Arthritis is a big problem that affects many people in lots of different ways.

As far as musculoskeletal pain is concerned, arthritis casts a very long shadow. According to the U.S. Centers for Disease Control and Prevention (CDC), more than 22% of American adults (about 50 million people) report having been diagnosed with arthritis. Their symptoms may include pain, swelling, stiffness, and loss of function in the joints. Although arthritis is most often seen in middle-aged and older adults, it can also afflict younger people. And it’s not a health condition that chooses its victims based on ethnicity or gender either—arthritis doesn’t discriminate.

While the general public is aware that arthritis is painful, fewer people recognize just how widespread and severe the debilitating effects of arthritis actually are. People with arthritis may experience difficulty with everyday tasks like buttoning shirts or opening packages and containers. They may also find that arthritis limits their mobility. This could prevent them from participating in their favorite activities or spending time with friends and family. The American Academy of Orthopedic Surgeons issued a Bulletin in October 1999 that ranked arthritis as a more frequent cause of activity limitation than heart disease, cancer or diabetes. More than ten years later, the CDC estimates that 21 million Americans face some type of disability as a result of arthritis. These kinds of statistics suggest that strategies for managing arthritis need to address goals beyond pain relief if they are to be truly successful.

But what exactly is arthritis?

 

Arthritis is not really one medical condition. Rather, it’s a more general term that refers to inflammation that may affect joints and other parts of the body as a result of more than 100 “rheumatic diseases”, such as fibrarthritisomyalgia, osteoarthritis, and rheumatoid arthritis.

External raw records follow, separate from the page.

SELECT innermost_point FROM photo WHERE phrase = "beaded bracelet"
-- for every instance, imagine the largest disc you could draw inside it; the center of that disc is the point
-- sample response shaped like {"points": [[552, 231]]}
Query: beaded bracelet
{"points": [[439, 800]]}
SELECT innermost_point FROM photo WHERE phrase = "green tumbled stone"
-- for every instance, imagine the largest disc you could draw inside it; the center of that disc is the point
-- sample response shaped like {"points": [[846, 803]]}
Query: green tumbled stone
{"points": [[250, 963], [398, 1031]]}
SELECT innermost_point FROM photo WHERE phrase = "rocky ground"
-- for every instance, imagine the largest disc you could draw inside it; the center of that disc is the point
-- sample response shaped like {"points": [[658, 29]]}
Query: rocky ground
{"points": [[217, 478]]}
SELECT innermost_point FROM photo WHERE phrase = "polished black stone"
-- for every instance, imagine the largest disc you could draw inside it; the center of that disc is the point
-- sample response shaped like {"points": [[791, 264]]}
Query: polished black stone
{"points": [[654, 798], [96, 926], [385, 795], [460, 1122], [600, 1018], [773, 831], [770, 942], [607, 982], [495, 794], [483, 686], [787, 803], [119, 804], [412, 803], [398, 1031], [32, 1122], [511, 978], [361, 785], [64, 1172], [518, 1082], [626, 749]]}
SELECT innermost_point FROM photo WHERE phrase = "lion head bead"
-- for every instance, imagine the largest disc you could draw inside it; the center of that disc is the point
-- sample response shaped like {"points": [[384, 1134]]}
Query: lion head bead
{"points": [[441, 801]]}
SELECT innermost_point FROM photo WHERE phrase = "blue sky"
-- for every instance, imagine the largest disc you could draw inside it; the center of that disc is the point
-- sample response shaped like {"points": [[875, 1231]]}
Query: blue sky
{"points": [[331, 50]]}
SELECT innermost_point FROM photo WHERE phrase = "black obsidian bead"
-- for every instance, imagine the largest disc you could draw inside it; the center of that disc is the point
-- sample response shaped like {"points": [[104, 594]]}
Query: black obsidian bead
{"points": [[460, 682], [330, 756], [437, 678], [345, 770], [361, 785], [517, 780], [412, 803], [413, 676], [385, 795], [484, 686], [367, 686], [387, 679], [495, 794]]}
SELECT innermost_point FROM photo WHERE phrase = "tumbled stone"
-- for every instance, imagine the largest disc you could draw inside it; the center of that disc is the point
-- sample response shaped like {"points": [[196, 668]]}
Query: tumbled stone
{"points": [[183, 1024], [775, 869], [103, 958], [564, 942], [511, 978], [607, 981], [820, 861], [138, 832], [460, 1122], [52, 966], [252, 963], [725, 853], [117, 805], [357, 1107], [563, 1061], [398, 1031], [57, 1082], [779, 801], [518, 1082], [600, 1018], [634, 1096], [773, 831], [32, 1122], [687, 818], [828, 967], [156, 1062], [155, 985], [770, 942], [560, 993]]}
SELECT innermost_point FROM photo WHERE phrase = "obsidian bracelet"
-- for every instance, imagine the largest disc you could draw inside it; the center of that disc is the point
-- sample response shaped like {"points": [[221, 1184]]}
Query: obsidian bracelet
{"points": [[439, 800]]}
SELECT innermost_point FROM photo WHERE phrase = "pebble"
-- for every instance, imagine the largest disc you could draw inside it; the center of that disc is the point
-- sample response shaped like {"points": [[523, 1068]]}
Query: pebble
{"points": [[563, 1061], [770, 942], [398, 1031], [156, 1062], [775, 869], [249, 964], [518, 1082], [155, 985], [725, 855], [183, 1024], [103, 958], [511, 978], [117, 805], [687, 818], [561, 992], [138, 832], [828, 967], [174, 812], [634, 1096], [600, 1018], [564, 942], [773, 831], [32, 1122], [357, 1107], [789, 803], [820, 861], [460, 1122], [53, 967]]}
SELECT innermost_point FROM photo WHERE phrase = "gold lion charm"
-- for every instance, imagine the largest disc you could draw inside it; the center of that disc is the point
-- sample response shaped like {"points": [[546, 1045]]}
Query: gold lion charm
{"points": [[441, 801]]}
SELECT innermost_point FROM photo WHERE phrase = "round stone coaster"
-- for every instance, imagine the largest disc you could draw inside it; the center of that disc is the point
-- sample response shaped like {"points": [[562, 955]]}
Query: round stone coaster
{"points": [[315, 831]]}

These disorders destroy joints, bones, muscles, cartilage and other connective tissues.

 

You have choices when it comes to treating arthritis.

 

If you or someone you care about is suffering from arthritis, you should know that arthritis doesn’t have to mean an end to an active lifestyle. Prior generations may have accepted the condition as an inevitable part of aging and been given a standard prescription of bed rest and drug therapies. However, today’s health care professionals recognize that appropriate exercise and nutrition are also critical to managing arthritis effectively, and they can recommend a much wider range of treatment options.

 

How Your Chiropractor Can Help

Your chiropractor can play an important role, not only in relieving pain, but also in helping patients with arthritis continue to live a more independent, active lifestyle. For many arthritis sufferers, treatment still begins with rest and medication. But if you have arthritis, a chiropractic physician can help you develop a well-rounded, long-term approach to managing your arthritis in two other very important ways:

• Designing an exercise program based on your own unique requirements. Such a program usually focuses on a combination of goals, including (1) restoring any lost range of motion in your joints, (2) improving your flexibility and endurance, and (3) increasing your muscle tone and strength. Numerous clinical studies have demonstrated that inactivity can make joints affected by arthritis even more painful and stiff. It can also have other negative health effects. A properly designed and supervised exercise program can reduce these risks.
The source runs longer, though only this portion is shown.